Grecia: ultime manovre per evitare nuove elezioni

La Grecia si ritrova nelle casse due miliardi di euro. Davvero poco se conta di pagare i salari dei suoi 800.000 funzionari, che nel 1981 ammontavano a 400.000 all’arrivo dei socialisti al potere. Per poter onorare i propri impegni e le proprie scadenze , lo Stato dovrebbe ricevere nel mese di giugno parte di otto miliardi di euro prestati in bonifici europei come prestiti agevolati. Al termine degli accordi intrapresi. Questo prestito o almeno una sua parte, potrà essere rilasciata solo quando sarà svolto un accertamento da parte dei dirigenti della Troika (BCE,FMI,UE), e che le riforme strutturali promesse siano state effettivamente realizzate.

Il paese è politicamente paralizzato dal suo processo elettorale e non ha potuto agire in questo senso. La situazione finanziaria della Grecia è particolarmente critica , potrebbe effettivamente essere dichirata in fallimento dal 30 giugno.

Le elezioni degli ultimi giorni hanno distolto l’attenzione generale dei politici troppo concentrati ai risultati elettorali. Per fortuna per il paese che c’è stato un uomo che ha compreso la situazione del paese, soprattutto che non poteva sopportare e soffrire il lusso di nuove elezioni e che occorre fare di tutto per formare il nuovo governo, il presidente della repubblica. Grandissimo negoziatore e ministro degli Esteri dal 1985 al 1989 e dal 1993 al 1996, Karolos Papoulias ha proposto lunedì sera una nuvoa idea ai capi dei tre partiti del centro, Pasok, Nuova Democrazia e Sinistra Democratica, che sono stati convocati nel suo ufficio.

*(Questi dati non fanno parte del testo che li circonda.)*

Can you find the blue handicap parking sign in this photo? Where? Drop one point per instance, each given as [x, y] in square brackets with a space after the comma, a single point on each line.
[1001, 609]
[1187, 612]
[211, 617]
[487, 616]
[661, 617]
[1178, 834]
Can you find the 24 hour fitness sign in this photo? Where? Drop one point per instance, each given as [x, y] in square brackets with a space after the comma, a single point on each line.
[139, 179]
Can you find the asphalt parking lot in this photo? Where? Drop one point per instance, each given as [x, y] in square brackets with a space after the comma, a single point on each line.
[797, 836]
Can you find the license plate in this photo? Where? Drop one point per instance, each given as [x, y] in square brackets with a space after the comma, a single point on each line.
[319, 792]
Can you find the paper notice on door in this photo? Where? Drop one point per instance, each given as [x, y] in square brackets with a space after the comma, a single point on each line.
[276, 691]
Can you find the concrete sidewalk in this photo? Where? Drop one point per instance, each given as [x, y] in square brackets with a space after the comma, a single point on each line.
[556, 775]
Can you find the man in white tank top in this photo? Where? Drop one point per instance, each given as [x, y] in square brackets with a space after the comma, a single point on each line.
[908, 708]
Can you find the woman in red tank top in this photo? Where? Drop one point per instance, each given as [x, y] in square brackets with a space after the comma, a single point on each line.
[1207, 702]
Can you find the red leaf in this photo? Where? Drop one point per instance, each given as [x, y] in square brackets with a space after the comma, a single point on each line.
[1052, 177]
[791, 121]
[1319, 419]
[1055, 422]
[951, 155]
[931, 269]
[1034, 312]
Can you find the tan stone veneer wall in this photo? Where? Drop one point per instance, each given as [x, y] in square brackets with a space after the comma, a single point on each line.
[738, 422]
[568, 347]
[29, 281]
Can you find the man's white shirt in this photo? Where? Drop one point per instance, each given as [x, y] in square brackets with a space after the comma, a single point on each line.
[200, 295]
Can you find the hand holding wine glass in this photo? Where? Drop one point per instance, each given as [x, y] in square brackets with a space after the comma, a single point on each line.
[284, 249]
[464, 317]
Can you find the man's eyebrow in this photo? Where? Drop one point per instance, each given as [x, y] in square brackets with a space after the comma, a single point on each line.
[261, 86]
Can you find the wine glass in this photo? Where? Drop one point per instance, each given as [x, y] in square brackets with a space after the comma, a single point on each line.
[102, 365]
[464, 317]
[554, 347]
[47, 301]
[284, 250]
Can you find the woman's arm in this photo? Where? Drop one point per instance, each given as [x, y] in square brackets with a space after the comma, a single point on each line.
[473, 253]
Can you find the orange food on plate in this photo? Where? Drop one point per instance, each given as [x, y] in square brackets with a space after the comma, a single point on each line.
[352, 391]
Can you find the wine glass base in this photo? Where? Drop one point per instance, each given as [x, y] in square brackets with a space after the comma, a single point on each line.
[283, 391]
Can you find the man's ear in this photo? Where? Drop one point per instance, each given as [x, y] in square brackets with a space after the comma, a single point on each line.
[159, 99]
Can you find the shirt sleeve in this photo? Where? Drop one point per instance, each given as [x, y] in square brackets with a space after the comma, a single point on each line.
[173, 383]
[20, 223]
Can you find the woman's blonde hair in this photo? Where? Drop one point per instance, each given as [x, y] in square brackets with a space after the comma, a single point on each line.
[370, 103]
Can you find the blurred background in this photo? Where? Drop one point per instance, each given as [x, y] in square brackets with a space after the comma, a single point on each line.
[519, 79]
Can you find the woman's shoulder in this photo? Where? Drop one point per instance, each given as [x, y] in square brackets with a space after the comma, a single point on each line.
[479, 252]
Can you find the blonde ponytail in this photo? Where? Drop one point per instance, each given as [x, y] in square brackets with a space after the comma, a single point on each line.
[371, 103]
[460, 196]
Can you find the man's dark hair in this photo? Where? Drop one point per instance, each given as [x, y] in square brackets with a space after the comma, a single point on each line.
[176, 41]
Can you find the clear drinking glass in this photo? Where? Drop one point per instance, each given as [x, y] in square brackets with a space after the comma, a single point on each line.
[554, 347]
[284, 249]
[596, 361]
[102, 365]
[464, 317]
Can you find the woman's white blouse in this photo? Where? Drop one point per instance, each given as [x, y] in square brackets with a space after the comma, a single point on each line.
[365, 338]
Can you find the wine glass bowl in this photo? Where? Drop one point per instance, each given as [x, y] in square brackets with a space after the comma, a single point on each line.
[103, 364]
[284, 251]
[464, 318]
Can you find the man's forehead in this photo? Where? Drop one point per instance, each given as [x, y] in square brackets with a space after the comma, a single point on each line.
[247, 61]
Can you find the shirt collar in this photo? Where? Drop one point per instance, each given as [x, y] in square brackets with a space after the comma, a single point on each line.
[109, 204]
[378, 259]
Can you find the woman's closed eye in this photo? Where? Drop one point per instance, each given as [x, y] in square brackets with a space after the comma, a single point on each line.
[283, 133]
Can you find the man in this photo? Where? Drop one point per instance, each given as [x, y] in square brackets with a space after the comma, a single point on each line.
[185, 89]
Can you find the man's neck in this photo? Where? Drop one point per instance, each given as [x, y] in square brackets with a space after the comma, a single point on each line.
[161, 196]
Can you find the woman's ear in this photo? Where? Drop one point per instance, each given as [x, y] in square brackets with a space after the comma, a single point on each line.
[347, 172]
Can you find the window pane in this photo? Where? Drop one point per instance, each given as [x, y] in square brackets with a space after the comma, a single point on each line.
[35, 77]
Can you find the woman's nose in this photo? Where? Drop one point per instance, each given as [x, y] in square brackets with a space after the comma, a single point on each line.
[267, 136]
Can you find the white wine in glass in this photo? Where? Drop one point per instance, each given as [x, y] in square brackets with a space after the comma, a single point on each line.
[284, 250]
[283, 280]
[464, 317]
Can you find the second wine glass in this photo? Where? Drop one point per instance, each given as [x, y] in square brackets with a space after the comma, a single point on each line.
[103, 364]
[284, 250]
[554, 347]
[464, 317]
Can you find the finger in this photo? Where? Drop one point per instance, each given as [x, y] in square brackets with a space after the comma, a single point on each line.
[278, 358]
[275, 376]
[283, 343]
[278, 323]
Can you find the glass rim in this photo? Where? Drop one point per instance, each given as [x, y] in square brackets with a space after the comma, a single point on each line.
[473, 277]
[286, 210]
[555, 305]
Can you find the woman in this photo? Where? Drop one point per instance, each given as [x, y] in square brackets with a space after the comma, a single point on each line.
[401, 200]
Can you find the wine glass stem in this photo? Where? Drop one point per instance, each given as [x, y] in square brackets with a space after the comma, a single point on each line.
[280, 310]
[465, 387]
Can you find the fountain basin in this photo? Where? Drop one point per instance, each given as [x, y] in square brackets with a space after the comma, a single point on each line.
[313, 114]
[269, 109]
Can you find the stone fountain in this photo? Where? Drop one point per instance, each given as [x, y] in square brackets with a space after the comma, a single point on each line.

Non essendo convinto che Tsipras, accetti di sostenere un nuovo governo di centro pro europeo, il presidente Papoulias si è riservato due opzioni per la giornata di martedì 15 maggio. Riceverà infatti in privato, Kamonos, il leader del partito di destra nazionalista degli indipendenti, per tentare di convincerlo sulla possibilità di una eventuale partecipazione ad un governo con il Pasok. Lo stesso giorno ha in programma di convocare i capi dei cinque partiti rappresentanti della nuova scena politica greca eccetto i comunisti del KKE e dei neo facisti, al fine di proporgli un sostegno in Parlamento ad un governo di tecnocrati.